Può sembrare un lavoro inutile dal punto di vista contabile, ma classificare correttamente i costi diretti e indiretti apporterà vantaggi ad un’organizzazione e ad un progetto in diversi modi.

 

  1. Prezzi più accurati: Il monitoraggio dei costi diretti e indiretti è essenziale per determinare il costo del prodotto finale. Se non si sa quanto costa produrre il prodotto, come è possibile sapere quanto addebitare ai clienti? Quando si impostano i prezzi per i prodotti, è importante non dimenticare di tenere conto anche dei costi indiretti per assicurarsi che il margine di profitto sia sufficiente.

 

  1. Potenziali vantaggi fiscali: Molte spese di lavoro sono deducibili dalle tasse, ma questi costi dovranno essere contabilizzati accuratamente per ottenere eventuali detrazioni o possibili finanziamenti. In caso di contributi pubblici o altre forme di finanziamento esterno, per esempio, l’identificazione dei costi diretti e indiretti diventa doppiamente importante. Le regole delle sovvenzioni sono spesso molto rigide su ciò che costituisce un costo diretto o indiretto e a ciascuna classificazione verrà assegnato un importo specifico di finanziamento. In alcuni casi, questo finanziamento può sostenere ampiamente i costi diretti di un progetto ed è per questo che è molto importante classificarli esattamente.

 

  1. Budgeting più accurato: È impossibile creare un budget accurato senza tenere adeguatamente conto dei costi diretti e indiretti. Se si sta preparando un budget per l’anno successivo, è importante sapere quanto si sta attualmente pagando per materiali e forniture, nonché quanto sono i costi diretti di manodopera. Inoltre, si dovranno anche preventivare altre eventuali spese operative come affitto, assicurazione, tasse e forniture per ufficio.

 

  1. Rendicontazione finanziaria accurata: Soprattutto nel caso di piccole imprese, se le spese dirette e indirette non sono adeguatamente contabilizzate, i costi potrebbero essere sottostimati, il che porterà a sovrastimare erroneamente il proprio reddito netto credendo di avere più entrate di quante se ne abbia effettivamente.

 

 

Essere consapevoli dei costi diretti e indiretti consente al project manager di ottenere una visione migliore della salute finanziaria del suo progetto e, perché no, dell’organizzazione in generale.
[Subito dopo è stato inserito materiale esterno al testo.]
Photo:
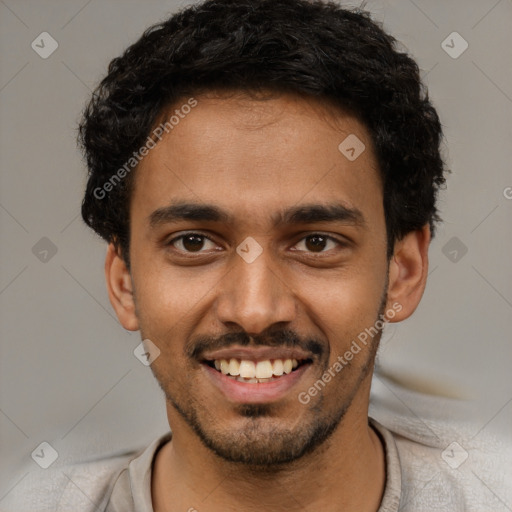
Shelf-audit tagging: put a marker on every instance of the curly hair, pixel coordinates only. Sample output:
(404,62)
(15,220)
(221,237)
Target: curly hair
(312,47)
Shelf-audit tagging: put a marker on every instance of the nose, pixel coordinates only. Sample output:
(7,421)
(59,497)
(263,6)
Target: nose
(255,296)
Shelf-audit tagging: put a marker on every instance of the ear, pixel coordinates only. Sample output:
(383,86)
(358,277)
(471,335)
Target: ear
(408,269)
(120,289)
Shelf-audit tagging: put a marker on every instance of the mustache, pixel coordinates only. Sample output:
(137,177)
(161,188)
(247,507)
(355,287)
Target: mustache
(284,338)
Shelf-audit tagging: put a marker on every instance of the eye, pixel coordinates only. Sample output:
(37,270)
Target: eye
(317,242)
(191,242)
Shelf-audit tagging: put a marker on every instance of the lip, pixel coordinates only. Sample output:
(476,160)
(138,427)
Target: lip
(257,393)
(258,353)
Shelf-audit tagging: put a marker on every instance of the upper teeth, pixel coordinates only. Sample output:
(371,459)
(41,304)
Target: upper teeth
(260,370)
È possibile identificare rapidamente le aree che comportano una perdita di denaro e quelle in cui è necessario ridurre i costi.

In altre parole, il processo di classificazione dei costi è molto importante nella gestione dei costi di progetto, in quanto consente di sviluppare un efficace sistema di controllo dei costi e una corretta pianificazione dei profitti.